Erstellt am 08. Juni 2016, 04:20

von Jutta Hahslinger

Täuschte Notarzt aus Krems einen Überfall vor?. Überfall nur vorgetäuscht? Arzt verneint und beteuert, er habe den Raub verspätet, nach zwei Jahren, angezeigt.

Symbolbild

Er sei zu einem Notfall im Bezirk Krems gerufen worden und beim ausgemachten Treffpunkt mit dem Anrufer dann ausgeraubt worden, erklärt der Mediziner vor Gericht. „Bist du der Doktor?

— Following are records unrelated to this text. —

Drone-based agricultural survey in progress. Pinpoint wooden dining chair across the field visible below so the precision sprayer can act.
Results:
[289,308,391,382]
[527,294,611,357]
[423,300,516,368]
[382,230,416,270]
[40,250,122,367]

Gib das Geld her und die Flaschln, was du mithast!“, habe der Motorradfahrer und dessen Begleitfahrer gefordert, schildert der Arzt.

Eingeschüchtert und in Panik habe er dann sein Bargeld von 260 und eine Packung mit morphinhältigen Ampullen rausgerückt, erzählt er. Nach dem Überfall sei er geschockt heim, habe sich erst einmal einen Cognac genehmigt und dann ein Gedächtnisprotokoll angefertigt.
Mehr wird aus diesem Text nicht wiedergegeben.